Friday, January 3, 2020

Day 3: Organize Your Physical Inbox

Now that you have prepared your physical desktop and computer desktop for future work, let's address some of the clutter found elsewhere. Today, we'll look at your physical inbox.

If you don't already have one, you need some sort of tray or shelf on which to put all incoming paper. This includes not only the things that arrive by mail, but also things that you have printed out from your printer, as well as material that has been given to you by other people you share a home with (if you don't live alone) or that you have brought home from a research trip. If you are sharing a home, you want to get your housemates into the habit of putting things into your inbox, and not in your chair nor on your desk nor on any other flat surface.  But even if you live alone, you have to train yourself to do this, too. To save some time later, it's fine for some things to skip the physical inbox and go directly into the trash, such as nearly all of the advertising circulars you receive in the mail.

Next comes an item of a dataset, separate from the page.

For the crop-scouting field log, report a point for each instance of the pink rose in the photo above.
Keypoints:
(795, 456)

Once you have a physical inbox, you'll want to make clearing it out a regular routine, either daily or every few days (if you're not receiving anything time-sensitive by mail, you can probably do this clearing once a week).  If you already have an inbox, and it is already overflowing with things to deal with, then find a folder or some other place to put the current stack (yes, you're still going to address what is in it, at least eventually), and then start from scratch with an empty inbox so that you won't feel overwhelmed with dealing with it. 

Once things are in your physical inbox, and you have reached the regular time you've set aside to deal with it, then that is when you can throw some things away (so you probably want the trashcan near the inbox), scan some items so that you can then deal with only the digital files and throw away the paper versions (unless they are worth preserving), put other papers into file folders (which we'll address in a few days), and finally put the remainder into project folders for active use.  If the items you're going to throw away have any personal information on them (such as financial account numbers), make sure to have a nearby shredder so that you can feel safer about discarding these documents.

If you don't already own a physical inbox and a shredder, this is a good time to invest in them!  Nearby can be your office trashcan and a stapler. Put the inbox somewhere (such as on a side table) where it is not in your direct line of sight when you are using your physical desktop and computer. You don't want to be distracted by it. 


  1. Rather than the trash can, my paper recycle bin resides below my inbox. In my office I find that I discard more paper than anything else.

    1. If the paper is blank on one side I use it for notes

  2. I have what I call a Gross Sort and a Fine Sort. A Gross Sort would be for a general topic (censuses). A Fine Sort would be for specific files (John Doe). I have over-the-door hanging file pockets for the Gross Sort, and specific files in Decoflex boxes for the Fine Sort. I usually go through the Gross Sort once a year and get everything into those specific files; it can take several days.